Benedictine Walnut Salad with Blue Cheese and Balsamic
I’m not a big drinker. I’m just not. I could never hold my alcohol in college, so I’m a total lightweight. But I’m odd. I’m fascinated by the whole history and process of making beer (even though I really don’t like it that much). A few years ago I also became interested in the history of Benedictine liqueur. Part of the fascination it holds for me is that not only is it a highly complex liqueur with flavors from a large number of different herbs and spices, but the formula for it is also a secret.
So, on a whim a few years ago, I bought a bottle.
And, much to my mild annoyance, I didn’t like it that much. It’s ok. But again, I’m not a big drinker, and while I prefer alcohol a little on the sweeter side, this was just too strong and too sweet for my tastes.
But what was I going to do with it? The flavor itself is actually pretty interesting, with lots of spicy and herbaceous flavor notes.
Then it hit me one day. Deglaze something with it! But what?

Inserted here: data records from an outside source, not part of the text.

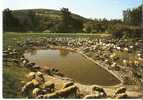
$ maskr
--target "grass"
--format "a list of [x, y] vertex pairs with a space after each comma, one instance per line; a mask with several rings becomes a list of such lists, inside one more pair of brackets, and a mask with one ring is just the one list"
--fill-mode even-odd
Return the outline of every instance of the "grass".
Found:
[[23, 81], [29, 70], [12, 63], [9, 64], [9, 66], [3, 66], [3, 97], [21, 98], [21, 81]]

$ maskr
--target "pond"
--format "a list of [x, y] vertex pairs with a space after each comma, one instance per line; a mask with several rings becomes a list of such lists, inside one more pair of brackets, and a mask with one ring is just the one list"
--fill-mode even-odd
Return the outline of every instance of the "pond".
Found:
[[26, 51], [24, 56], [40, 66], [55, 67], [65, 76], [82, 84], [112, 86], [120, 83], [119, 79], [102, 67], [70, 50], [38, 49]]

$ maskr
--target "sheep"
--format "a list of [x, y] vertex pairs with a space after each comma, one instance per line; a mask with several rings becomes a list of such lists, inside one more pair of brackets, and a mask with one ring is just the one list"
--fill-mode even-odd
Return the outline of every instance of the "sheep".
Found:
[[100, 94], [90, 94], [90, 95], [86, 95], [83, 97], [83, 99], [97, 99], [97, 98], [102, 98]]
[[115, 98], [116, 99], [125, 99], [127, 97], [128, 97], [127, 93], [121, 93], [121, 94], [118, 94]]
[[126, 88], [125, 87], [120, 87], [116, 90], [115, 94], [114, 94], [114, 97], [118, 94], [122, 94], [122, 93], [125, 93], [126, 92]]
[[55, 84], [51, 82], [45, 82], [43, 85], [43, 92], [54, 92], [55, 90]]
[[103, 89], [103, 88], [101, 88], [101, 87], [97, 87], [97, 86], [92, 86], [92, 92], [95, 92], [95, 91], [97, 91], [97, 92], [99, 92], [99, 94], [102, 96], [102, 97], [105, 97], [105, 96], [107, 96], [107, 94], [106, 94], [106, 92], [105, 92], [105, 90]]
[[40, 89], [39, 89], [39, 88], [34, 88], [33, 91], [32, 91], [32, 96], [33, 96], [33, 97], [37, 97], [38, 94], [39, 94], [39, 92], [40, 92]]
[[43, 98], [44, 98], [44, 99], [58, 98], [58, 97], [59, 97], [59, 96], [58, 96], [57, 92], [43, 95]]
[[74, 85], [73, 82], [66, 82], [66, 83], [64, 83], [63, 88], [67, 88], [67, 87], [72, 86], [72, 85]]
[[26, 77], [29, 81], [31, 81], [32, 79], [35, 79], [35, 75], [35, 72], [30, 72], [28, 75], [26, 75]]
[[60, 97], [68, 97], [70, 95], [76, 97], [76, 96], [78, 96], [77, 92], [79, 92], [78, 87], [75, 85], [72, 85], [70, 87], [67, 87], [67, 88], [64, 88], [64, 89], [57, 91], [57, 94]]

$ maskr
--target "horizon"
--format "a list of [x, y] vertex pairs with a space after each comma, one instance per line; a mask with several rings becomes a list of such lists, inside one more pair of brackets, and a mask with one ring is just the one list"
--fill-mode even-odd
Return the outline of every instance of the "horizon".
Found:
[[[85, 18], [91, 19], [123, 19], [123, 10], [133, 9], [142, 4], [142, 0], [43, 0], [45, 2], [40, 2], [40, 0], [34, 0], [34, 5], [32, 0], [14, 0], [10, 3], [10, 0], [3, 1], [3, 10], [9, 8], [10, 10], [26, 10], [26, 9], [51, 9], [60, 10], [65, 7], [68, 8], [71, 13], [80, 15]], [[79, 4], [81, 4], [79, 6]], [[102, 6], [102, 8], [101, 8]], [[106, 11], [105, 11], [106, 9]], [[95, 12], [95, 13], [93, 13]], [[105, 13], [106, 12], [106, 13]]]

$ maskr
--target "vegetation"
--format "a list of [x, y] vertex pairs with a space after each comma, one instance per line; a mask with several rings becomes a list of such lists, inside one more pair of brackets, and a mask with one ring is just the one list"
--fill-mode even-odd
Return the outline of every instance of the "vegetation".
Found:
[[142, 5], [123, 11], [123, 21], [87, 19], [73, 14], [68, 8], [57, 10], [3, 11], [4, 31], [56, 33], [112, 33], [115, 37], [134, 37], [142, 34]]

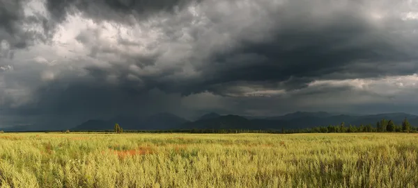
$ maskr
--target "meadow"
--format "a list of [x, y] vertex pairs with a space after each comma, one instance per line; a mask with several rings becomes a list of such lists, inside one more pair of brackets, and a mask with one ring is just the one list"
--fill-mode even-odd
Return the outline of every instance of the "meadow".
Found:
[[417, 187], [418, 134], [0, 134], [0, 187]]

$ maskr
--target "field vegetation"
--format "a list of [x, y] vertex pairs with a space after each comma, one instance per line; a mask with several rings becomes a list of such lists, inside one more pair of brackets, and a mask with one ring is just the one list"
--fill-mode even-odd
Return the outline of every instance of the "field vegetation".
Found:
[[418, 134], [3, 133], [0, 187], [415, 187]]

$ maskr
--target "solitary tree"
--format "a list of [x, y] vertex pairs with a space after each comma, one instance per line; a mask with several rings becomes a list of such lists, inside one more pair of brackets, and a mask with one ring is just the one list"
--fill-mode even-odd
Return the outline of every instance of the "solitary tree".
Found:
[[394, 121], [389, 120], [389, 122], [387, 122], [387, 126], [386, 127], [386, 130], [387, 130], [387, 132], [395, 131], [395, 124], [394, 123]]
[[[382, 127], [382, 131], [381, 132], [385, 132], [387, 130], [387, 125], [388, 125], [389, 122], [387, 122], [387, 120], [382, 119], [382, 120], [380, 120], [380, 126]], [[393, 122], [392, 122], [393, 123]]]
[[402, 130], [403, 132], [409, 133], [411, 125], [410, 124], [409, 121], [408, 121], [408, 119], [406, 119], [406, 117], [405, 117], [405, 119], [403, 119], [403, 121], [402, 121]]
[[341, 123], [340, 125], [340, 131], [341, 133], [346, 133], [346, 128], [344, 127], [344, 122]]
[[121, 126], [119, 126], [118, 123], [115, 124], [114, 130], [116, 133], [119, 133], [121, 132]]

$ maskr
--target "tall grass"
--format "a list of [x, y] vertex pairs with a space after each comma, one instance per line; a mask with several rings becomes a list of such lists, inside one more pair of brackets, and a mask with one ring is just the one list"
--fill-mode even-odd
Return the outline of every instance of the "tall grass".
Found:
[[1, 187], [415, 187], [418, 135], [0, 135]]

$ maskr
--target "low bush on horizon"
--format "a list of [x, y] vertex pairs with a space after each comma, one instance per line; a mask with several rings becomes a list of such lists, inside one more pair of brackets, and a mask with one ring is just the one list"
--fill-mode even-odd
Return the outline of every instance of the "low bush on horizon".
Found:
[[418, 135], [0, 135], [0, 187], [414, 187]]

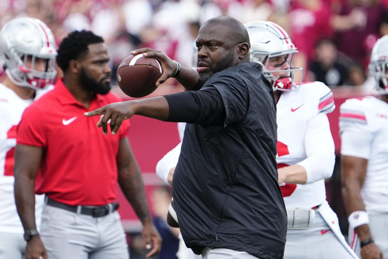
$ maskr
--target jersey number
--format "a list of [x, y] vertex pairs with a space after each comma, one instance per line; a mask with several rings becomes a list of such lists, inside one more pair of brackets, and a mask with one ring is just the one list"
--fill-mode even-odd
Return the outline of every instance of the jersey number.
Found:
[[[285, 156], [286, 155], [289, 154], [289, 152], [288, 151], [288, 147], [284, 143], [278, 141], [276, 148], [277, 149], [277, 155], [279, 156]], [[285, 167], [289, 165], [285, 163], [277, 164], [277, 169]], [[283, 195], [283, 197], [288, 197], [291, 196], [296, 189], [296, 185], [294, 184], [286, 183], [284, 185], [280, 186], [280, 189], [282, 191], [282, 194]]]
[[[16, 125], [14, 125], [7, 132], [7, 139], [16, 137]], [[14, 164], [15, 163], [15, 147], [12, 147], [5, 154], [5, 163], [4, 167], [4, 175], [12, 176], [14, 175]]]

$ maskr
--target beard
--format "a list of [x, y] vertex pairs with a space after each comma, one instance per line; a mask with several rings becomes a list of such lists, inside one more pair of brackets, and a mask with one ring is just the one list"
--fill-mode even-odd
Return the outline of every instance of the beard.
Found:
[[[107, 77], [110, 77], [110, 76]], [[97, 94], [105, 95], [109, 92], [111, 90], [111, 82], [102, 83], [102, 81], [106, 79], [107, 76], [105, 76], [97, 82], [88, 76], [85, 72], [83, 68], [81, 69], [80, 81], [81, 84], [85, 89], [94, 92]]]
[[200, 73], [199, 80], [203, 82], [206, 82], [210, 76], [217, 72], [222, 71], [224, 69], [232, 66], [232, 64], [233, 63], [233, 56], [232, 55], [233, 51], [233, 49], [229, 50], [223, 58], [217, 64], [209, 66], [209, 69], [210, 71], [209, 72], [206, 73]]

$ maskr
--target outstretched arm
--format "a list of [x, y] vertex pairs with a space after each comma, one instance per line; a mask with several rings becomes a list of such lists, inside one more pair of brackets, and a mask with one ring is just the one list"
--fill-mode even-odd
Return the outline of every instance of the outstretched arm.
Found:
[[103, 115], [97, 127], [108, 131], [110, 120], [112, 134], [117, 133], [123, 121], [135, 114], [163, 121], [197, 123], [203, 125], [223, 125], [225, 107], [220, 92], [214, 87], [189, 91], [165, 96], [133, 100], [107, 104], [85, 116]]
[[160, 252], [161, 239], [150, 214], [141, 173], [126, 137], [120, 140], [116, 160], [119, 184], [143, 224], [142, 235], [146, 240], [146, 247], [152, 244], [152, 250], [147, 257], [153, 256]]

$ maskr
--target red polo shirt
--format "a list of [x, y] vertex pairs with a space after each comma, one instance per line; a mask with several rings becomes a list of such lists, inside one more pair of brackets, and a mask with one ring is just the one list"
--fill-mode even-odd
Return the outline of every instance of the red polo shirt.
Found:
[[17, 143], [44, 149], [35, 182], [37, 193], [69, 205], [101, 205], [115, 199], [116, 156], [129, 122], [124, 121], [116, 135], [104, 135], [96, 127], [100, 116], [83, 113], [121, 101], [111, 93], [97, 94], [88, 110], [59, 80], [53, 90], [25, 110]]

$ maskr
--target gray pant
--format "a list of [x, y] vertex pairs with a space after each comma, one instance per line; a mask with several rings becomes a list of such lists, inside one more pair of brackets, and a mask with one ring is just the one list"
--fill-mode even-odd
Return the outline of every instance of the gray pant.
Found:
[[0, 232], [0, 259], [24, 258], [26, 243], [23, 234]]
[[308, 228], [287, 229], [284, 259], [353, 259], [318, 212]]
[[[388, 259], [388, 212], [369, 213], [369, 229], [374, 242], [383, 253], [384, 259]], [[349, 229], [349, 242], [352, 249], [361, 258], [360, 240], [353, 229]], [[352, 244], [352, 243], [353, 243]]]
[[46, 205], [40, 233], [50, 259], [129, 258], [117, 211], [94, 218]]
[[257, 259], [256, 256], [246, 252], [226, 248], [211, 249], [209, 247], [203, 249], [201, 255], [203, 259]]

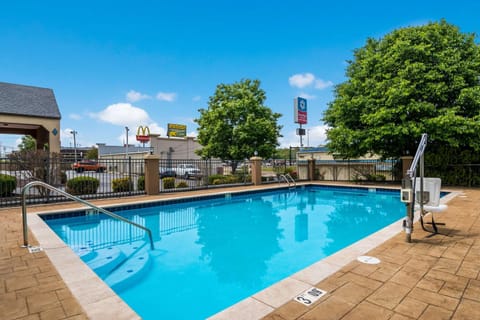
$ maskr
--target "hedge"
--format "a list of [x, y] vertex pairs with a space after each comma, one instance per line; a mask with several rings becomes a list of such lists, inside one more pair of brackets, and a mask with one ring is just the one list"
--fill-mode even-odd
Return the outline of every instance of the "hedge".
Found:
[[94, 194], [97, 193], [100, 180], [93, 177], [76, 177], [67, 181], [67, 192], [79, 194]]
[[113, 192], [126, 192], [133, 190], [133, 182], [129, 178], [118, 178], [112, 180]]
[[163, 178], [163, 189], [174, 189], [175, 188], [175, 178]]
[[17, 178], [0, 174], [0, 196], [5, 197], [12, 194], [17, 187]]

“Walnuts, you fool” a voice told me. “Put it in a salad!” Well, when strange voices start giving you commands about cooking food, you have two choices. Ignore the voices, or take a chance.
So I took a chance. And it was amazing. Nuanced. Sweet. The herbal notes of the liqueur combined with the toasted nutty flavor of the walnuts more than stands up to a spicy arugula, balsamic and blue cheese salad.
Assemble your ingredients. Walnuts, Benedictine liqueur, salad greens, fresh cracked pepper, balsamic vinegar and blue cheese.
Toast your walnuts in a little olive oil in a pan until they begin to brown and start to smell nutty. Then deglaze with the Benedictine liqueur and cook until the glaze starts to reduce. The smell will be incredibly fragrant.
Next, just assemble your salad and top with the glazed walnuts, blue cheese crumbles, balsamic vinegar and fresh cracked pepper.
- one small bowl of salad greens
- 1/2 cup whole or shelled walnuts
- 1/8 cup Benedictine liqueur
- 1 tablespoon olive oil
- 2 tablespoons blue cheese
- 1 tablespoon balsamic vinegar drizzled on top
- cracked pepper to taste
I think you’ll be surprised by how good this is. I’m sure it would work with any other bottle of neglected herbal or spicy liqueur you’ve got sitting around.